After switching to a new claims administrator, a large East Coast multiemployer fund pursued a medical claims audit to confirm payment accuracy ― securing more than $1 million in refunds for both the plan and its members.
Soon after onboarding a new claims administrator, an East Coast building trades fund began to see signs that something was off. Discrepancies raised red flags and prompted the question: Were medical claims being paid correctly?
Claims that should have followed clear plan rules were returning inconsistent results, creating concern about payment accuracy and operational control.
For the plan, the stakes were high. Incorrect claims payments can quietly erode plan assets, expose the fund to compliance risk and undermine member confidence — especially during a period of system change.
Plan fiduciaries needed clarity they could rely on, not assumptions.

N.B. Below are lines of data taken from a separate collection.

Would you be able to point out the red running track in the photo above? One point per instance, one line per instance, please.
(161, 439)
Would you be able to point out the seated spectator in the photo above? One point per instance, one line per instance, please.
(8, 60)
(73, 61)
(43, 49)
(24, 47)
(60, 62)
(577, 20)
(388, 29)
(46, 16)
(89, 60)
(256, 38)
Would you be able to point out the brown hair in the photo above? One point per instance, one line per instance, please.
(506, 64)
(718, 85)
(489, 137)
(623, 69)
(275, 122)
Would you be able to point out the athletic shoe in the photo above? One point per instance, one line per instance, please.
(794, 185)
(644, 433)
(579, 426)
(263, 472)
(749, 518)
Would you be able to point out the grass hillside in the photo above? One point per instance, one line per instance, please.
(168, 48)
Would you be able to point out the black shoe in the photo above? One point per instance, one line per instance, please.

An audit was designed to uncover not just isolated errors, but the reason they were happening.
Segal’s Benefit Audit Solutions team conducted a comprehensive medical claims audit focused on how the new administrator’s system was adjudicating claims against plan provisions. The review examined both auto‑adjudicated claims — where programming errors can multiply quickly — and claims requiring manual handling, where plan interpretation matters most.
Once the audit identified errors, the focus shifted from discovery to understanding. Each issue was then categorized as ineligible charges or missing or incorrect cost‑sharing and system coding inaccuracies to reveal patterns, isolate system gaps and uncover root causes behind the errors.
That clarity, in turn, made resolution possible. With a clear view of how and why claims were being paid incorrectly, the path forward became less about debate and more about fixing what wasn’t working.
With findings clearly established, Segal facilitated working sessions with the plan administrator and the vendor to align on results and define a clear resolution plan — promoting transparency, reinforcing accountability and ensuring corrections reflected the plan’s provisions, not just system adjustments.
The findings confirmed what was suspected — and revealed the full scope of the exposure.
More than $1 million in payment discrepancies caused by claims processing and system issues came to light. These included overpayments made by the plan as well as amounts owed back to affected members.
As part of the resolution, the vendor refunded more than $900,000 directly to the plan and more than $150,000 to members, ensuring members were made whole without disruption to benefits. The vendor also delivered detailed audit impact reports and updated system programming to address documented issues and strengthen ongoing controls.
In the end, every error that surfaced through the audit had been fully resolved, bringing claims processing back into alignment with plan provisions and expected standards.
By pairing independent oversight with timely action, the fund protected plan assets, restored confidence in its claims operation and reaffirmed a core fiduciary priority: Accuracy matters — especially when every dollar supports members’ care.